L’accès à la classe exceptionnelle reste contingenté. Les enseignants qui y parviennent voient leur pension de base plafonner autour de 3 790 euros brut. Accéder à ce grade dans les six derniers mois d’activité modifie directement la base de calcul, puisque le SRE ne retient que le traitement indiciaire terminal.

Cette règle des six derniers mois donne un poids considérable aux avancements tardifs. Un enseignant promu hors-classe un an avant son départ bénéficie pleinement du nouveau traitement dans le calcul de sa pension.

RAFP et pension globale : ce que le complément change réellement

Le régime additionnel de la fonction publique (RAFP) couvre la part des primes exclue du calcul SRE. Les cotisations portent sur les éléments de rémunération non indiciaires, dans la limite de 20 % du traitement brut. En pratique, la pension RAFP servie reste modeste par rapport à la pension de base.

  • La pension RAFP est versée sous forme de rente viagère lorsque le nombre de points accumulés dépasse un seuil, ou en capital unique dans le cas contraire
  • Les simulateurs grand public intègrent rarement le RAFP dans leurs projections, ce qui fausse l’estimation du montant total
  • Pour un agrégé ayant perçu des primes régulières pendant toute sa carrière, le complément RAFP représente quelques dizaines d’euros mensuels, pas un second pilier comparable à la retraite complémentaire du privé

La pension totale d’un agrégé est donc la somme de la pension SRE et du complément RAFP, mais ce dernier ne compense que partiellement la perte liée à l’exclusion des primes.

Décote et nombre de trimestres : le calcul qui fait basculer la pension

Un agrégé partant avant d’avoir validé tous ses trimestres subit une décote qui réduit proportionnellement le taux de liquidation. Chaque trimestre manquant diminue le coefficient appliqué au traitement indiciaire. À l’inverse, un départ au-delà du nombre requis de trimestres ouvre droit à une surcote qui augmente la pension au-delà des 75 %.

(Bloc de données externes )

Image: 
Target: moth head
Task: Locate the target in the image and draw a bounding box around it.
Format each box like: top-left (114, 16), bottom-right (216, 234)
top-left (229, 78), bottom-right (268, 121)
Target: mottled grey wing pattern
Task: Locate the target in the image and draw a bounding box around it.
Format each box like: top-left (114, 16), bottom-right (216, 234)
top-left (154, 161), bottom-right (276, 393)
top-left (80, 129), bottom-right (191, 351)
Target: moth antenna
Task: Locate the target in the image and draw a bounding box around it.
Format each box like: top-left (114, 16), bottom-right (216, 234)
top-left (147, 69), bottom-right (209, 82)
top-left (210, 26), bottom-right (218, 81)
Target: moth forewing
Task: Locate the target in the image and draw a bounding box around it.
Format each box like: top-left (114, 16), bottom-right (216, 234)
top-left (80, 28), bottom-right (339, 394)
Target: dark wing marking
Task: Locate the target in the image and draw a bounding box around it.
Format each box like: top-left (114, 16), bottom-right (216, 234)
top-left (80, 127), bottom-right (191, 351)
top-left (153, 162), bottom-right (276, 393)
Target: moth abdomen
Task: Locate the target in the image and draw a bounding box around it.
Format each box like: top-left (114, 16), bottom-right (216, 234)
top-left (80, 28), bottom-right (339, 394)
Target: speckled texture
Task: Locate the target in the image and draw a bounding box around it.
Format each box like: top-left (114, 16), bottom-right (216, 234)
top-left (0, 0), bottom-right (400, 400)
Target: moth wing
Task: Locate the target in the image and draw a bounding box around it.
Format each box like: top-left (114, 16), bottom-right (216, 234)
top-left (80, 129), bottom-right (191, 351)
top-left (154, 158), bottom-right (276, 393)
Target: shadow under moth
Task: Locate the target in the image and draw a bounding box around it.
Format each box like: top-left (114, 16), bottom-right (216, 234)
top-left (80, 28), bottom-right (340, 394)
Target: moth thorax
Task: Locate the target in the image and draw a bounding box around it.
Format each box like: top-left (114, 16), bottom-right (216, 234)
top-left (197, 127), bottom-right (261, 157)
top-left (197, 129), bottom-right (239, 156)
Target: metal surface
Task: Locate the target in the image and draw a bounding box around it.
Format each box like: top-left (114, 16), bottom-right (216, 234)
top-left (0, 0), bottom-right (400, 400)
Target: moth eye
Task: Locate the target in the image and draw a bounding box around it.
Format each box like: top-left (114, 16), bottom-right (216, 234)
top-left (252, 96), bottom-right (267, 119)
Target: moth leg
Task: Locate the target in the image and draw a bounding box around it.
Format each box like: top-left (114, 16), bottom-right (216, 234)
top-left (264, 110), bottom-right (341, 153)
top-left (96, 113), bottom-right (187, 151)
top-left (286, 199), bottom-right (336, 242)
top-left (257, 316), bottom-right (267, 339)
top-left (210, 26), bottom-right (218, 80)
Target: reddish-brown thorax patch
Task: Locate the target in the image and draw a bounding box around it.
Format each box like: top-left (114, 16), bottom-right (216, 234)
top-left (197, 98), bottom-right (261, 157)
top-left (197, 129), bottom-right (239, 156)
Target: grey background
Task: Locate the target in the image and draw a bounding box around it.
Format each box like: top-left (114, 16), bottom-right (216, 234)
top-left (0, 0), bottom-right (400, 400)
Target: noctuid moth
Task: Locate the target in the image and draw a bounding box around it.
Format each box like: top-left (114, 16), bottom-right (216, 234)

L’âge légal de départ suit le calendrier de la réforme 2023, avec un relèvement progressif de 62 à 64 ans selon la génération. Les enseignants agrégés relèvent de la catégorie sédentaire et ne bénéficient pas de départ anticipé au titre de la pénibilité.

Trimestres validés hors enseignement

Les périodes de stage, de service national, ou de travail dans le privé avant la titularisation comptent dans le décompte global des trimestres. Les données disponibles ne permettent pas toujours de vérifier automatiquement la prise en compte de ces périodes dans le relevé de carrière du SRE, ce qui justifie un contrôle individuel avant toute demande de liquidation.

Vue de dessus d'un bureau avec des documents de calcul de retraite annotés et une grille indiciaire pour professeur agrégé

Taux de remplacement réel d’un professeur agrégé

Le taux de remplacement mesure le rapport entre la pension perçue et le dernier revenu d’activité. Pour un agrégé, ce taux est structurellement inférieur à 75 % si l’on rapporte la pension au salaire net total (traitement plus primes).

  • Un agrégé hors-classe dont les primes représentaient environ un cinquième du salaire total voit son taux de remplacement effectif descendre nettement sous les 75 %
  • Un agrégé en classe normale sans bonification ni surcote se situe dans la tranche basse des pensions de catégorie A de la fonction publique
  • Le passage à la classe exceptionnelle améliore le taux de remplacement, mais seule une fraction des agrégés atteint ce grade avant le départ

Le montant de la retraite d’un prof agrégé dépend donc moins d’un pourcentage théorique que de la combinaison entre grade terminal, durée de cotisation et part des primes dans la rémunération. Vérifier son échelon réel et ses trimestres validés plusieurs années avant le départ reste le levier le plus concret pour éviter les mauvaises surprises au moment de la liquidation.